GECKO FEET ADHESIVES
The source of the gecko’s grip is the microscopic hairs on the bottom of their toes. Scientists estimate that the bristled hair from a single gecko could carry about 113 kg. Researchers have developed Geckskin, an adhesive so strong that an index-card-size strip can hold up to 700 pounds. A form of gecko tape could replace sutures and staples in hospitals.


HIVE MIND MANAGES GRID
Individual bees can sense what job the colony needs done and sets at it instinctively. A problem with complex human infrastructure, such as the electrical grid, is that its components don’t monitor the whole grid. Regen Energy creates a network and provides controllers for grids that communicate wirelessly with each other to maximise efficiency.


WATERCUBE
The swimming centre at the Beijing Olympics in 2008 was dubbed the Watercube. Its design is based on the structure of soap bubbles — both in form and function. Each bubble in the walls is made of rugged plastic. It traps hot air from the sun that is circulated to heat the pools. The plastic is resistant to damage from sunlight, weather and even dust.


SPIDER WEB GLASS
Certain spiders protect their delicately crafted insect nets with a special silk rope that reflects ultraviolet rays. Birds can see the ultraviolet rays and recognise the webs as obstacles they should avoid.
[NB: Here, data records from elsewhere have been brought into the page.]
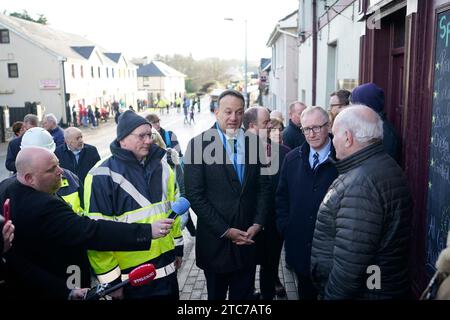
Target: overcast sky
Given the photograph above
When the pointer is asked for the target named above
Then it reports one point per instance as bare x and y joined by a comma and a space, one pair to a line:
147, 27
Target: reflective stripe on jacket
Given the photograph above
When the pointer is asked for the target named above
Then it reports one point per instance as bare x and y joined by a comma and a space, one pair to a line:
69, 191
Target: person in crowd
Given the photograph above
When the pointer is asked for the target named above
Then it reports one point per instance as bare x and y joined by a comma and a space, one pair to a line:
361, 240
174, 161
74, 116
50, 123
50, 241
29, 121
6, 240
170, 138
306, 174
75, 155
192, 113
231, 199
70, 190
18, 128
7, 237
275, 114
371, 95
268, 241
293, 136
135, 184
338, 101
186, 106
276, 127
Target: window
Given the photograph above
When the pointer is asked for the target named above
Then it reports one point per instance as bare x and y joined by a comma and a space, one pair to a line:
13, 70
4, 36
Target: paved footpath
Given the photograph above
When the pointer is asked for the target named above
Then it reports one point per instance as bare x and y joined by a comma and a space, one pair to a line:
192, 281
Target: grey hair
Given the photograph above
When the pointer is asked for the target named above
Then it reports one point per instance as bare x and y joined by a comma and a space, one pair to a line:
312, 109
365, 128
69, 131
51, 117
292, 105
31, 119
250, 116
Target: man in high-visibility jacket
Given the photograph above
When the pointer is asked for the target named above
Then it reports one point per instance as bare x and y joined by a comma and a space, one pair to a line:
135, 184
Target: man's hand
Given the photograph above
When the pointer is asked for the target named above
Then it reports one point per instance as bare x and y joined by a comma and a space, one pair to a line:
8, 235
178, 261
117, 295
238, 237
253, 230
161, 228
78, 294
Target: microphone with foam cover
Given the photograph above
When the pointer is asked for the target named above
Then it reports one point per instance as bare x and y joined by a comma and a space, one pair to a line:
180, 206
139, 276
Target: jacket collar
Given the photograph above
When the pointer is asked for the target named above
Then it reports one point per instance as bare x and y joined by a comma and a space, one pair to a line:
294, 126
155, 152
359, 157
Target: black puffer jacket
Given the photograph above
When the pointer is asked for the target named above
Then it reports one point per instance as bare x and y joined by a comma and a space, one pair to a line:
364, 220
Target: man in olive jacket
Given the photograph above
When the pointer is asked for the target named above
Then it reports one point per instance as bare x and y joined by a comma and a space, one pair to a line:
362, 234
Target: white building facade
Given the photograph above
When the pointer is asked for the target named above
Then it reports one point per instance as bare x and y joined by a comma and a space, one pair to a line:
283, 77
56, 70
158, 80
338, 44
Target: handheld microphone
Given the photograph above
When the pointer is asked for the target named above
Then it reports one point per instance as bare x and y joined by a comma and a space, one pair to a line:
6, 212
139, 276
180, 206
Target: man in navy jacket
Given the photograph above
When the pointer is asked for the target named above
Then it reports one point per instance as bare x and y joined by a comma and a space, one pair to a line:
305, 177
75, 155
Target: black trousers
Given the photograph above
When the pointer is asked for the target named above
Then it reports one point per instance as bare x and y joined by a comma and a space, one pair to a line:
306, 289
269, 251
239, 284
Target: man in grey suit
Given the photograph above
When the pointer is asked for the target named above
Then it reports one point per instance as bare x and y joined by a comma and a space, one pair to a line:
230, 195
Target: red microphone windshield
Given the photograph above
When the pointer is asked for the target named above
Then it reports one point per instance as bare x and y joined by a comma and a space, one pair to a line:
142, 275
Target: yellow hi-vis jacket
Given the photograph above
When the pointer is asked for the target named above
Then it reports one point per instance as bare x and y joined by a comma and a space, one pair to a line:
120, 189
69, 191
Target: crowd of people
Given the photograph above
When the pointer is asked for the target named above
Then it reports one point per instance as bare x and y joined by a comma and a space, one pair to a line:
328, 187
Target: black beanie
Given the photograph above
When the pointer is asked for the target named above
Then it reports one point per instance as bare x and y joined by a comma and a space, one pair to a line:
128, 121
370, 95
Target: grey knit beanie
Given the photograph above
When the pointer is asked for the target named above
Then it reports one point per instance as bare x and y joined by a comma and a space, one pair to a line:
128, 121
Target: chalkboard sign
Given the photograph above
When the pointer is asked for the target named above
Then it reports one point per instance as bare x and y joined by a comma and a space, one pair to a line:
438, 204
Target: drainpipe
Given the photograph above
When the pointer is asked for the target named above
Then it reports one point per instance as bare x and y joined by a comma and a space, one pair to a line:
63, 84
314, 39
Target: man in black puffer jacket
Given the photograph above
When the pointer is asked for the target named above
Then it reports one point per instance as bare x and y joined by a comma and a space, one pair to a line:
360, 244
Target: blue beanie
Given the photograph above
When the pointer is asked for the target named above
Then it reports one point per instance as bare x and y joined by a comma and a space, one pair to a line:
128, 121
370, 95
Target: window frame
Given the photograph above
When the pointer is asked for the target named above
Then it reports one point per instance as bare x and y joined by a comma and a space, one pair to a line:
10, 75
2, 31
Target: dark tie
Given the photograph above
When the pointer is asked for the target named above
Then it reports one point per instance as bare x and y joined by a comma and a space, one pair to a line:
232, 146
315, 160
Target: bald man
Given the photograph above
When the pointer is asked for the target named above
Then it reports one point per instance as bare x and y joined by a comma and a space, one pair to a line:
293, 135
362, 234
48, 258
75, 155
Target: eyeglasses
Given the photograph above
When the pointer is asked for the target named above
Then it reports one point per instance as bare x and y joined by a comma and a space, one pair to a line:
316, 129
142, 136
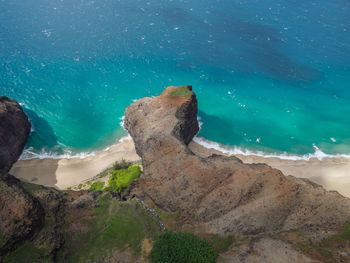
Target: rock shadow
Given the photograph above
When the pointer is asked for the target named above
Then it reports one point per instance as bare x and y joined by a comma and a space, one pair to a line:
38, 171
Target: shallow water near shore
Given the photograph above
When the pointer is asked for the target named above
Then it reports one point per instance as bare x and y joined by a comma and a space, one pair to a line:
270, 76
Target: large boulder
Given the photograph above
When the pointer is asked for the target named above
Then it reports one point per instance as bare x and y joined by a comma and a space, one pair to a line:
14, 132
222, 194
21, 215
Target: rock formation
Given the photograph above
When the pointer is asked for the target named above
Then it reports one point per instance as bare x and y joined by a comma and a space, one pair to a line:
20, 214
222, 194
14, 132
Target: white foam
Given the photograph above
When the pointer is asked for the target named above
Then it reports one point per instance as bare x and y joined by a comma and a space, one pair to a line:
234, 150
67, 154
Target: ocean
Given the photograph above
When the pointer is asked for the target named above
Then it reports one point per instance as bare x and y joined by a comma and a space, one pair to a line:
272, 77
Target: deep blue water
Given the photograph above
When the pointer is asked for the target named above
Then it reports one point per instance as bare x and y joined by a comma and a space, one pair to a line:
270, 75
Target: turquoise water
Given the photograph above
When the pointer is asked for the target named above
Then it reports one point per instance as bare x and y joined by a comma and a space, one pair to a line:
271, 76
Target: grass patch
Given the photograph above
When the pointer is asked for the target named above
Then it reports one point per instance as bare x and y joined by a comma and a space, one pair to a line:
97, 186
112, 226
119, 165
122, 178
175, 247
181, 92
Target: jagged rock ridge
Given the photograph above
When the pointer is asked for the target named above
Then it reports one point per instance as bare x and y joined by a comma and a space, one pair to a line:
221, 193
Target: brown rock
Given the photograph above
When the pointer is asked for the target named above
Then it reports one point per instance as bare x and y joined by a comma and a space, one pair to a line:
14, 132
221, 193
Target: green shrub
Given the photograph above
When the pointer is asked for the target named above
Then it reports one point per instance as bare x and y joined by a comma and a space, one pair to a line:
96, 186
118, 165
120, 179
175, 247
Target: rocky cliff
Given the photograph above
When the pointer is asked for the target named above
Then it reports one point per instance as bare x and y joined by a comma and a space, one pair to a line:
252, 213
14, 132
221, 194
20, 214
42, 225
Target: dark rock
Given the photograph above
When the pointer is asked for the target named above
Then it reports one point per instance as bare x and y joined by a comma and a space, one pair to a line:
225, 195
14, 132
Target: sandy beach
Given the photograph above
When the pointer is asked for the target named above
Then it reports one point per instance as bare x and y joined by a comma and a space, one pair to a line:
332, 173
63, 173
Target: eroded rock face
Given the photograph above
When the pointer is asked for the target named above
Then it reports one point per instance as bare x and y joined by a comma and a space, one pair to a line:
21, 215
221, 193
14, 132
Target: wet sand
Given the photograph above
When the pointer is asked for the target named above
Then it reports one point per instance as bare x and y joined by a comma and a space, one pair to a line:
63, 173
333, 173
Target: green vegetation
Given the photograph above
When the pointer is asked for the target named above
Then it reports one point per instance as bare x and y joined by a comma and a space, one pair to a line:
121, 165
181, 92
121, 179
175, 247
122, 174
114, 225
96, 186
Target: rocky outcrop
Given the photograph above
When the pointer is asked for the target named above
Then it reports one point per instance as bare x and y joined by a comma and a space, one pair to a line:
220, 193
14, 132
21, 215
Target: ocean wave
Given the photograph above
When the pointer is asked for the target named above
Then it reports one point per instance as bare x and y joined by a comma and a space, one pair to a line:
67, 154
229, 150
234, 150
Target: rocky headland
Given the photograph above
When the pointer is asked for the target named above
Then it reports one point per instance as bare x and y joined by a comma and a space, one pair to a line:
250, 212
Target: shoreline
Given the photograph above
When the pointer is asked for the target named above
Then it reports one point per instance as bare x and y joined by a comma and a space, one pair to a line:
332, 173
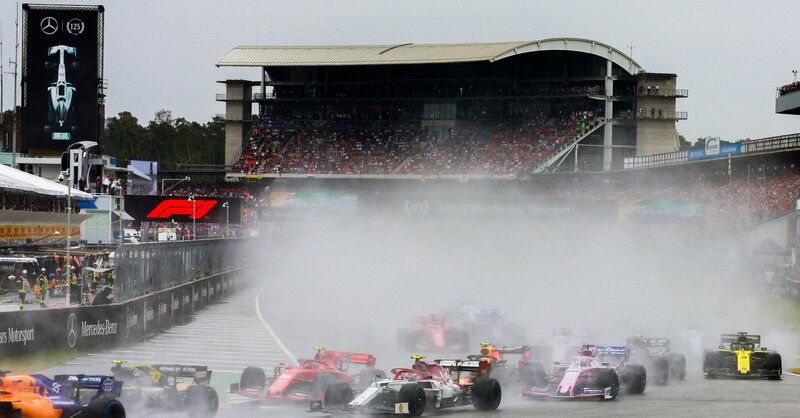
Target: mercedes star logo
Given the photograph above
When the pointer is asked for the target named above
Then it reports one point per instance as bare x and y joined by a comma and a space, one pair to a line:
72, 333
49, 25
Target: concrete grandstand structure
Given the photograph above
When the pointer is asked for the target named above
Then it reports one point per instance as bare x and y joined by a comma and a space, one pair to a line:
441, 93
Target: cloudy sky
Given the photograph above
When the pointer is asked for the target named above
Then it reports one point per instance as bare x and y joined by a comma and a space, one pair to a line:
731, 55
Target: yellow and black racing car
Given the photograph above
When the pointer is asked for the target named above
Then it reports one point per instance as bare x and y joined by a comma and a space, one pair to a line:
168, 387
742, 356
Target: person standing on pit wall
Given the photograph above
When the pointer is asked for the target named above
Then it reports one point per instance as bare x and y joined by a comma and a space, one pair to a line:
41, 283
53, 283
21, 290
25, 277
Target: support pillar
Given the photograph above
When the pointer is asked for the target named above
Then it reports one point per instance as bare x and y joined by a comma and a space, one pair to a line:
263, 92
609, 115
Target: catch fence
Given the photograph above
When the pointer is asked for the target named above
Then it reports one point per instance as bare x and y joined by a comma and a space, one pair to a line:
148, 267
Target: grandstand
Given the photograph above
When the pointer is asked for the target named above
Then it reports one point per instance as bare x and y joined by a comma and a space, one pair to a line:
484, 110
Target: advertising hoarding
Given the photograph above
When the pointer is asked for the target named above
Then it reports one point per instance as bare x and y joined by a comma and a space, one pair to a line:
204, 209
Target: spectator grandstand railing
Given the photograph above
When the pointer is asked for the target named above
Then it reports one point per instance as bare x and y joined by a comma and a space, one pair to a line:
238, 154
656, 159
268, 95
665, 92
150, 267
651, 114
773, 143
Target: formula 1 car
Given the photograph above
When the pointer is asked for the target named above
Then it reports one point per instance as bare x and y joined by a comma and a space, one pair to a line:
63, 396
441, 384
654, 354
428, 333
743, 357
162, 386
592, 375
310, 378
525, 372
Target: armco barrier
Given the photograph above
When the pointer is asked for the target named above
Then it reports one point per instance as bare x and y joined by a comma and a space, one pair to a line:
108, 326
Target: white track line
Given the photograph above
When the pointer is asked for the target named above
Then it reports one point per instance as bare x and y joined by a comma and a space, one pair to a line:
271, 332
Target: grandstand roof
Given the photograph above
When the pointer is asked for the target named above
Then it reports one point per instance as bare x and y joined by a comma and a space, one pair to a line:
19, 181
336, 55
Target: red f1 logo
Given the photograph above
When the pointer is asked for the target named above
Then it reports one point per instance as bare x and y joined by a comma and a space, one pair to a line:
171, 207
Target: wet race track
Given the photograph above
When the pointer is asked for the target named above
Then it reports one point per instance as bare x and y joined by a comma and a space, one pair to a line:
229, 336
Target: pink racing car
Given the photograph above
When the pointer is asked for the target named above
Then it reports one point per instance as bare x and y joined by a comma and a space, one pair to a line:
598, 372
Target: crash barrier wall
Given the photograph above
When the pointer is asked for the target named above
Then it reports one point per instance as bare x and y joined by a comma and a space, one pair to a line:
108, 326
148, 267
773, 143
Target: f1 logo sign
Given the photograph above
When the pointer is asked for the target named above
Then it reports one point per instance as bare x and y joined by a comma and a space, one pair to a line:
193, 209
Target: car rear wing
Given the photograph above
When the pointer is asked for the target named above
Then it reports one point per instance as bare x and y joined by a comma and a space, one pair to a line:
343, 357
611, 351
514, 349
199, 373
732, 338
477, 366
103, 384
650, 342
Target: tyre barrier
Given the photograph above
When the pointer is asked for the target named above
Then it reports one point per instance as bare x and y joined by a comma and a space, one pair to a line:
108, 326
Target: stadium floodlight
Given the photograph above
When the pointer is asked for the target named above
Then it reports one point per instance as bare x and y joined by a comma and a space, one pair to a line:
194, 213
226, 205
66, 175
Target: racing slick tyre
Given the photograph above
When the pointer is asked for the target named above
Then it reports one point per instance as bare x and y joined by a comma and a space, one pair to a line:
608, 378
414, 394
253, 377
533, 375
203, 401
634, 378
661, 371
337, 396
321, 384
677, 366
774, 362
366, 376
711, 360
486, 394
104, 407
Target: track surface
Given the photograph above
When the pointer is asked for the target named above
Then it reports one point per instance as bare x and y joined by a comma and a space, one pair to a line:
229, 336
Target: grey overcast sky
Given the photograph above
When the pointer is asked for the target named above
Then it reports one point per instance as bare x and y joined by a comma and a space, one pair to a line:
731, 55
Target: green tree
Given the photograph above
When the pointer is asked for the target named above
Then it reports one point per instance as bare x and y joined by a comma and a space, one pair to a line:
124, 137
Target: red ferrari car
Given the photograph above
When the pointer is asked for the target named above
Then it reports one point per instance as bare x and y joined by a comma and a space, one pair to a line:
310, 378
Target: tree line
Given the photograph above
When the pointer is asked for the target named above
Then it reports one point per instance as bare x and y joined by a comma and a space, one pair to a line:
166, 139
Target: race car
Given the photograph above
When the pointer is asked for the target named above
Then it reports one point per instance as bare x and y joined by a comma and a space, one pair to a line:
425, 386
598, 372
162, 387
655, 355
78, 395
524, 372
742, 356
310, 378
428, 333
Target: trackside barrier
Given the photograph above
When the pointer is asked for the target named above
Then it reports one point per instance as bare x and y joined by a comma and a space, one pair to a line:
773, 143
149, 267
108, 326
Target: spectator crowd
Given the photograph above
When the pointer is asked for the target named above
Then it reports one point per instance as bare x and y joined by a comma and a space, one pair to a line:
343, 145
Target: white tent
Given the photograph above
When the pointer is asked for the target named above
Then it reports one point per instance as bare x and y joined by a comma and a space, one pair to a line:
12, 179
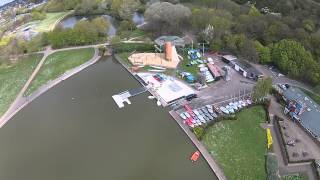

German engineers at Arnold Glas glazed their Ornilux-brand glass with a web-like pattern of ultraviolet-reflecting coating to save birds from high-speed accidents.


VELCRO
After a hunting trip in the Alps in 1941, Swiss engineer George de Mestral’s dog was covered in burdock burrs. Mestral put one under his microscope and discovered a simple design of hooks that nimbly attached to fur and socks. After years of experimentation, he invented Velcro — and earned US Patent 2,717,437 in October 1952.


NATURE’S WATER FILTER
The 2003 Nobel Prize was awarded in part to Peter Agre for his discovery of a membrane protein that allows water to pass through cell walls. Danish company Aquaporin has developed a new approach to seawater desalination that eschews the polymerlayering of traditional industrial films for the energy efficiency of biological membranes.


VEHICLES DON SHARKSKIN
Sharks stay clear of algae thanks to their skin, which is covered with microscopic patterns called dentricles. These patterns help reduce drag and keep micro-organisms from hitching free rides. NASA scientists copied the patterns to create drag-reducing patterns they call riblets. It helps planes, boats and windmills reduce drag and conserve energy.


HARVESTING DESERT FOG
The Namibian Beetle raises its back into the air as fog rolls into its desert habitat. Bumps on its shell catch water droplets, which then run down chutes toward its mouth. A “Dew Bank Bottle,” designed by Pak Kitae in Seoul, imitates the beetle’s watercollection system. Morning dew condenses on it and conveys it to a bottle, which has a drinking spout.